Le rejet de l’athéisme dépasse souvent la discrimination et la « mort civile ». Sherif Gaber, vidéaste, activiste athée et défenseur des droits LGBTQ+, incarne le cas le plus emblématique de la répression dont sont victimes les militants athées les plus médiatisés mais aussi les homosexuels. En 2013, alors étudiant, une altercation avec un professeur qui proférait des propos homophobes le place dans le collimateur des conservateurs. Ces derniers vont divulguer des publications postées par Sherif Gaber sur un groupe Facebook privé, dans lesquelles le jeune homme révélait son athéisme. Ceci lui vaut une condamnation à un an d’incarcération pour « mépris envers la religion ». Dans un premier temps, le jeune homme refuse de quitter son pays et défend ses opinions sur YouTube2, où certaines de ses vidéos atteignent trois millions de visionnements. Sur un ton parfois provocateur, il y revendique le droit de ne pas croire en Dieu et clame que « critiquer les religions est un droit humain ».

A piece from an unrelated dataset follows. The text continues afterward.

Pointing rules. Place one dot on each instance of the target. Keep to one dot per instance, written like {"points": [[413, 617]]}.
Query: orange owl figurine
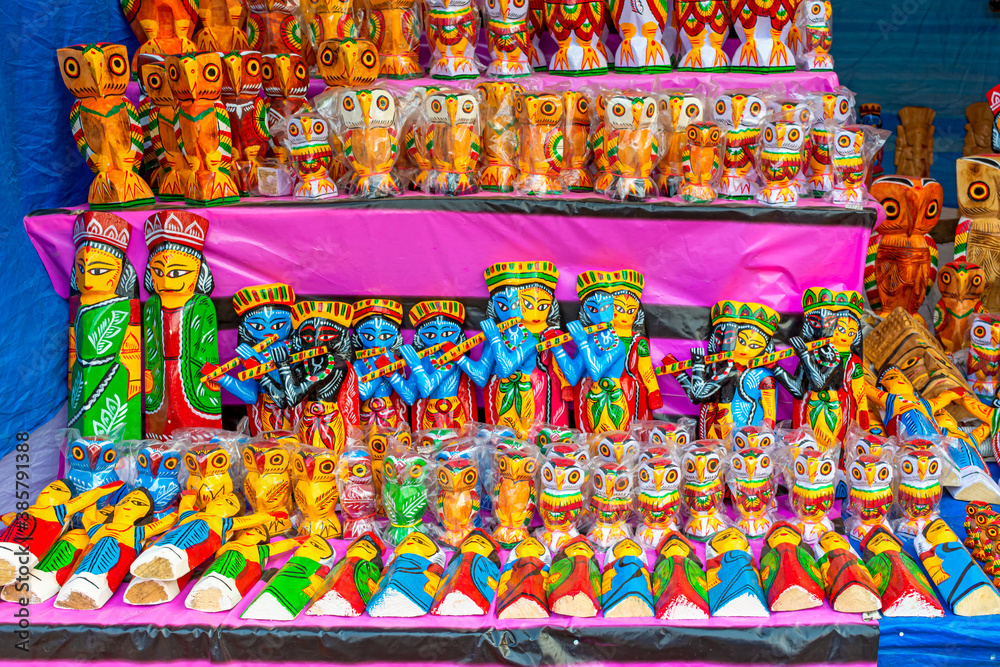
{"points": [[902, 256], [105, 124], [961, 286], [203, 127]]}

Pour échapper à la prison, il a choisi la fuite et la clandestinité : « C’est quand même ironique, j’essaie de fuir l’Égypte depuis six ans, j’ai déménagé d’un endroit à un autre 14 fois, j’ai vécu seul tout ce temps, et je ne quitte pas la maison sauf si nécessaire. Je fais tout ça parce que je ne veux pas aller en prison », déplorait-il dans une vidéo publiée en juin 2024. L’activiste y annonçait à ses soutiens, le cœur lourd, sa condamnation à cinq ans d’incarcération supplémentaires. « Honnêtement, je ne sais plus quoi faire. Je suis seul, je suis attaqué de toute part. La douleur augmente, l’étau se resserre, et je ne trouve pas d’issue. Mais c’est ainsi. Je peux tenir un peu plus longtemps », se confiait-il.
Au-delà du débat sur l’athéisme, l’affaire du film Al-Molhid ouvre un nouveau front dans le combat pour la liberté d’expression en Égypte. Face à la polémique, le réalisateur Mohamed El-Adl s’est insurgé sur son compte Facebook : « L’interdiction n’est pas la solution ! ». Tandis que le scénariste Ibrahim Issa répondait à ses détracteurs avec philosophie :
Qu’a fait Naguib Mahfouz lorsque son roman Les Fils de la Médina a été interdit ? Il a écrit un nouveau roman […] qui n’a cessé d’être lu de génération en génération, et ses mots ont été immortalisés dans les consciences. L’art est plus fort que les interdictions, les balles et même la mort. L’artiste meurt mais l’art reste.